Anfiteatro romano - The pearl of the square is the Roman Amphitheatre, appearantly built in the 1st or early 2nd century A.D., during the reign of Trajan. Then it remained covered for centuries until it was brought to light again in 1905 by the local scholar Cosimo De Giorgi during the works for the Bank of Italy. It shows the importance of Roman civilization and here hunting games or celebrations and feasts were held in the past. This is understood by the friezes around the podium; then you will see scenes of fighting bulls and exotic animals (elephants, lions, panthers and wolves), Roman inscriptions, sculptures and even a statue of Athena attributed to the Athenian sculptor Alcmene (which nowadays is kept in the Provincial Museum). The amphitheatre, recalling those built by the Romans, was dug out of a limestone deposit, with the addition of “pietra leccese”. Probably there was another level of seats above the top row that we see today, probably with columns and pillars. The entrance is next to the bank and a staircase takes you down during summer performances. Here now there is an empty stone on which in the past there was a bronze eagle: it held a parchment (sculpted in bronze too) bearing lyrics composed by Quinto Ennio; but the eagle was sacrified during the Second World War because its bronze was used to make guns. During the excavations, they found a small Greco-Messapian burial chamber (a hypogeum) with stone inscriptions which are now exhibited in the Archeaeological Museum: they were written in a language that has not been deciphered yet.

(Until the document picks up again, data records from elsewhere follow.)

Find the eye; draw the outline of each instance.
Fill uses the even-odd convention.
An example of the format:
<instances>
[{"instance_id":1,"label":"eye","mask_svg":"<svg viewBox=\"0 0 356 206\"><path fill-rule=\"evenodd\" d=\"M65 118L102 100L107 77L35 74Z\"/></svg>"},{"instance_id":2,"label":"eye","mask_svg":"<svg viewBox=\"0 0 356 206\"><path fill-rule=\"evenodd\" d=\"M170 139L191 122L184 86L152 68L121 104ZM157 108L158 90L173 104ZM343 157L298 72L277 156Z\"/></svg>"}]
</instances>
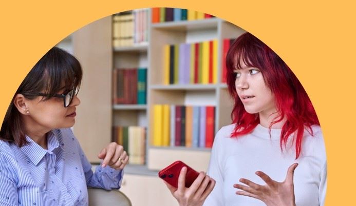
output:
<instances>
[{"instance_id":1,"label":"eye","mask_svg":"<svg viewBox=\"0 0 356 206\"><path fill-rule=\"evenodd\" d=\"M234 76L235 76L235 78L239 77L240 76L241 76L241 74L237 72L234 72Z\"/></svg>"},{"instance_id":2,"label":"eye","mask_svg":"<svg viewBox=\"0 0 356 206\"><path fill-rule=\"evenodd\" d=\"M259 72L259 71L256 69L250 69L249 71L250 72L250 74L256 74Z\"/></svg>"}]
</instances>

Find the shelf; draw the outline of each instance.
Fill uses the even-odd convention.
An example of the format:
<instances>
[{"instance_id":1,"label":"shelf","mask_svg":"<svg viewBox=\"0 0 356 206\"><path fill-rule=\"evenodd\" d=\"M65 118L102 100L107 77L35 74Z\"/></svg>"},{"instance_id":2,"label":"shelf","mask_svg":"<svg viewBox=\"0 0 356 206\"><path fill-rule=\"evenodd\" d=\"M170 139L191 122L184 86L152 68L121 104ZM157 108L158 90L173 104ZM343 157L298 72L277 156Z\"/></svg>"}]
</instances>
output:
<instances>
[{"instance_id":1,"label":"shelf","mask_svg":"<svg viewBox=\"0 0 356 206\"><path fill-rule=\"evenodd\" d=\"M114 110L145 110L147 109L146 105L114 105L113 106Z\"/></svg>"},{"instance_id":2,"label":"shelf","mask_svg":"<svg viewBox=\"0 0 356 206\"><path fill-rule=\"evenodd\" d=\"M217 18L207 18L201 20L182 20L179 22L163 22L152 24L152 28L173 31L186 31L217 28L220 19Z\"/></svg>"},{"instance_id":3,"label":"shelf","mask_svg":"<svg viewBox=\"0 0 356 206\"><path fill-rule=\"evenodd\" d=\"M217 85L155 85L149 87L151 89L157 90L213 90L217 88Z\"/></svg>"},{"instance_id":4,"label":"shelf","mask_svg":"<svg viewBox=\"0 0 356 206\"><path fill-rule=\"evenodd\" d=\"M187 148L186 147L176 146L176 147L154 147L149 146L149 148L158 150L182 150L188 151L203 151L210 152L211 148Z\"/></svg>"},{"instance_id":5,"label":"shelf","mask_svg":"<svg viewBox=\"0 0 356 206\"><path fill-rule=\"evenodd\" d=\"M148 48L148 44L145 44L128 47L114 47L113 49L114 52L147 52Z\"/></svg>"}]
</instances>

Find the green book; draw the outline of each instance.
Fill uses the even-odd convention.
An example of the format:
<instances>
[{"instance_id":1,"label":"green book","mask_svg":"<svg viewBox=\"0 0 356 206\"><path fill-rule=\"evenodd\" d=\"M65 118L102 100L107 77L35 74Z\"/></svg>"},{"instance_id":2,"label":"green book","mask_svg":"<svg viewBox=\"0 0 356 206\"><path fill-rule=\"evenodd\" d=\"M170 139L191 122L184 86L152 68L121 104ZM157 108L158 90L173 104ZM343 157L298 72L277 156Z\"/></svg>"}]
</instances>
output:
<instances>
[{"instance_id":1,"label":"green book","mask_svg":"<svg viewBox=\"0 0 356 206\"><path fill-rule=\"evenodd\" d=\"M147 68L138 68L137 76L137 104L144 105L146 102Z\"/></svg>"}]
</instances>

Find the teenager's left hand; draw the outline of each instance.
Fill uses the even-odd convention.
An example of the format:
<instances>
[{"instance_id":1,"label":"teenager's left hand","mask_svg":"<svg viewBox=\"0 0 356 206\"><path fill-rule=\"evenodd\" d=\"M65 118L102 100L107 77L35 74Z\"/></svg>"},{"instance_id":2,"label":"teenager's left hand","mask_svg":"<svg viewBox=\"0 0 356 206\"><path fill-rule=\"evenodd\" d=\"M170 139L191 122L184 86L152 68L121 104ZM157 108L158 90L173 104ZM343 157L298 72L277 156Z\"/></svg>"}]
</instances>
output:
<instances>
[{"instance_id":1,"label":"teenager's left hand","mask_svg":"<svg viewBox=\"0 0 356 206\"><path fill-rule=\"evenodd\" d=\"M236 194L258 199L267 206L295 206L293 178L294 170L297 166L297 163L294 163L289 167L286 179L282 182L273 180L261 171L256 172L256 174L264 180L266 185L259 185L248 179L241 178L240 182L248 187L239 184L234 184L234 188L242 190L237 191Z\"/></svg>"},{"instance_id":2,"label":"teenager's left hand","mask_svg":"<svg viewBox=\"0 0 356 206\"><path fill-rule=\"evenodd\" d=\"M102 167L108 165L115 170L122 170L128 162L128 156L124 148L114 142L110 142L103 148L98 155L98 157L103 160Z\"/></svg>"}]
</instances>

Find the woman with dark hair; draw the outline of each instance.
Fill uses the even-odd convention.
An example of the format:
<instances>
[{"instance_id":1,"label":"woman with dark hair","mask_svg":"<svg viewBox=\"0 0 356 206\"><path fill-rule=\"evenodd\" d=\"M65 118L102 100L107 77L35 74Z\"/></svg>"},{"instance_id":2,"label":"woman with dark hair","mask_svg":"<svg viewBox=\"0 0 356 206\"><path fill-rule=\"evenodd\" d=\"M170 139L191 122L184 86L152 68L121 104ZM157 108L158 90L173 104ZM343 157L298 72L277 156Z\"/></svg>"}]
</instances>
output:
<instances>
[{"instance_id":1,"label":"woman with dark hair","mask_svg":"<svg viewBox=\"0 0 356 206\"><path fill-rule=\"evenodd\" d=\"M128 160L122 146L103 148L93 173L70 128L81 79L78 60L54 47L21 83L0 130L1 205L84 205L87 187L120 188Z\"/></svg>"},{"instance_id":2,"label":"woman with dark hair","mask_svg":"<svg viewBox=\"0 0 356 206\"><path fill-rule=\"evenodd\" d=\"M226 65L233 123L216 134L209 175L186 188L183 168L178 189L166 184L180 205L324 205L324 140L299 80L249 33L231 46Z\"/></svg>"}]
</instances>

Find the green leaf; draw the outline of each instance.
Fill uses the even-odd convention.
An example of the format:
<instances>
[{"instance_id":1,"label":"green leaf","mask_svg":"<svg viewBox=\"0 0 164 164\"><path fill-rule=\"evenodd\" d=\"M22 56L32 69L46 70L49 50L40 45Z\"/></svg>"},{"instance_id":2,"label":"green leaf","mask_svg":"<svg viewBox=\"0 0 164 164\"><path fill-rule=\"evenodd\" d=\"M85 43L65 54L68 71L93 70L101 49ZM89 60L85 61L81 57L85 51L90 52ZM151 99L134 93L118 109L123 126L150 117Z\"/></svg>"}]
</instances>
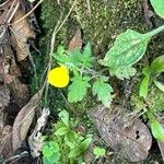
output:
<instances>
[{"instance_id":1,"label":"green leaf","mask_svg":"<svg viewBox=\"0 0 164 164\"><path fill-rule=\"evenodd\" d=\"M65 52L63 46L58 46L57 54L58 54L59 56L62 56L63 52Z\"/></svg>"},{"instance_id":2,"label":"green leaf","mask_svg":"<svg viewBox=\"0 0 164 164\"><path fill-rule=\"evenodd\" d=\"M151 120L151 130L156 140L164 141L164 128L156 119Z\"/></svg>"},{"instance_id":3,"label":"green leaf","mask_svg":"<svg viewBox=\"0 0 164 164\"><path fill-rule=\"evenodd\" d=\"M87 45L84 47L81 61L83 62L84 67L92 68L93 60L94 60L94 57L92 57L91 44L87 43Z\"/></svg>"},{"instance_id":4,"label":"green leaf","mask_svg":"<svg viewBox=\"0 0 164 164\"><path fill-rule=\"evenodd\" d=\"M164 19L164 0L151 0L151 4L154 8L156 14Z\"/></svg>"},{"instance_id":5,"label":"green leaf","mask_svg":"<svg viewBox=\"0 0 164 164\"><path fill-rule=\"evenodd\" d=\"M105 149L96 147L96 148L94 148L93 153L96 155L96 157L104 156Z\"/></svg>"},{"instance_id":6,"label":"green leaf","mask_svg":"<svg viewBox=\"0 0 164 164\"><path fill-rule=\"evenodd\" d=\"M150 38L151 35L127 30L117 36L102 65L109 67L110 73L119 79L134 75L136 70L131 67L144 55Z\"/></svg>"},{"instance_id":7,"label":"green leaf","mask_svg":"<svg viewBox=\"0 0 164 164\"><path fill-rule=\"evenodd\" d=\"M102 103L106 106L109 107L112 103L112 92L113 87L104 82L104 79L98 79L92 87L92 92L94 95L97 95L98 99L102 101Z\"/></svg>"},{"instance_id":8,"label":"green leaf","mask_svg":"<svg viewBox=\"0 0 164 164\"><path fill-rule=\"evenodd\" d=\"M56 141L48 141L43 148L44 164L58 163L60 157L59 144Z\"/></svg>"},{"instance_id":9,"label":"green leaf","mask_svg":"<svg viewBox=\"0 0 164 164\"><path fill-rule=\"evenodd\" d=\"M66 142L66 144L67 144L70 149L74 149L74 148L75 148L75 144L72 143L71 141L69 141L68 137L65 138L65 142Z\"/></svg>"},{"instance_id":10,"label":"green leaf","mask_svg":"<svg viewBox=\"0 0 164 164\"><path fill-rule=\"evenodd\" d=\"M150 69L151 69L151 72L154 72L154 73L164 72L164 56L160 56L155 58L152 61Z\"/></svg>"},{"instance_id":11,"label":"green leaf","mask_svg":"<svg viewBox=\"0 0 164 164\"><path fill-rule=\"evenodd\" d=\"M52 151L48 145L44 145L43 154L44 154L44 156L49 157L52 154Z\"/></svg>"},{"instance_id":12,"label":"green leaf","mask_svg":"<svg viewBox=\"0 0 164 164\"><path fill-rule=\"evenodd\" d=\"M69 86L68 101L70 103L77 103L83 99L86 94L87 89L91 86L89 84L89 77L74 77L72 79L72 84Z\"/></svg>"},{"instance_id":13,"label":"green leaf","mask_svg":"<svg viewBox=\"0 0 164 164\"><path fill-rule=\"evenodd\" d=\"M140 96L143 97L144 99L148 96L148 91L149 91L149 81L150 81L150 77L147 75L143 78L141 85L140 85Z\"/></svg>"},{"instance_id":14,"label":"green leaf","mask_svg":"<svg viewBox=\"0 0 164 164\"><path fill-rule=\"evenodd\" d=\"M154 80L154 84L162 91L164 92L164 84L162 82L159 82L156 79Z\"/></svg>"},{"instance_id":15,"label":"green leaf","mask_svg":"<svg viewBox=\"0 0 164 164\"><path fill-rule=\"evenodd\" d=\"M91 141L92 141L92 138L86 138L84 141L82 141L81 144L80 144L80 150L82 152L85 152L86 149L89 148Z\"/></svg>"},{"instance_id":16,"label":"green leaf","mask_svg":"<svg viewBox=\"0 0 164 164\"><path fill-rule=\"evenodd\" d=\"M73 149L73 150L70 151L69 157L77 157L80 154L81 154L81 150L79 148L77 148L77 149Z\"/></svg>"},{"instance_id":17,"label":"green leaf","mask_svg":"<svg viewBox=\"0 0 164 164\"><path fill-rule=\"evenodd\" d=\"M63 136L63 134L68 133L69 130L70 130L70 129L69 129L68 127L61 127L61 128L59 128L59 129L55 132L55 134L56 134L56 136Z\"/></svg>"},{"instance_id":18,"label":"green leaf","mask_svg":"<svg viewBox=\"0 0 164 164\"><path fill-rule=\"evenodd\" d=\"M62 122L63 122L66 126L69 126L69 114L68 114L67 110L60 112L58 116L60 117L60 119L62 120Z\"/></svg>"}]
</instances>

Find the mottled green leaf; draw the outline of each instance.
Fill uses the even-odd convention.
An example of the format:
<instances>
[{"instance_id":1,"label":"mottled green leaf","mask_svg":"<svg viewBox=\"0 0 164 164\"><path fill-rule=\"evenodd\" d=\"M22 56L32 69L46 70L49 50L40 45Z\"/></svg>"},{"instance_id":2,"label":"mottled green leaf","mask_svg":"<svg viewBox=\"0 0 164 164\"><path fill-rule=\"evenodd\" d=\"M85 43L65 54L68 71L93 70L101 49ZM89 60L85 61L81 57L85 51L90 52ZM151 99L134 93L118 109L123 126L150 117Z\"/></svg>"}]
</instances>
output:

Piazza Duomo - At the end of Via Palmieri, Piazzza Duomo is in front of you with the Bell-Tower, the Cathedral, the Bishop’s palace and the old Seminary. The square has a peculiarity: it is a rare example of closed square in Italy. In the past, in fact, at the entrance (where there are two twin buildings) there was a wooden gate; this gate was closed every evening just to keep religious life apart from ordinary life.
The façade of the Cathedral was built in the second half of the 17th century for Bishop Pappacoda (whose sepulchral monument is inside the church) to enlarge the old church, while the main entrance is on the side, next to the Bishop’s palace. In fact the old façade is not so richly decorated and lacks of solemnity, it is more composed and almost austere. The architect who enlarged the church was Giuseppe Zimbalo.
Inside the Cathedral there are paintings by Oronzo Tiso, representing the “Virgin” (to whom the church is dedicated) and other Biblical stories. It is rich of altars, both in Baroque style and a simpler style.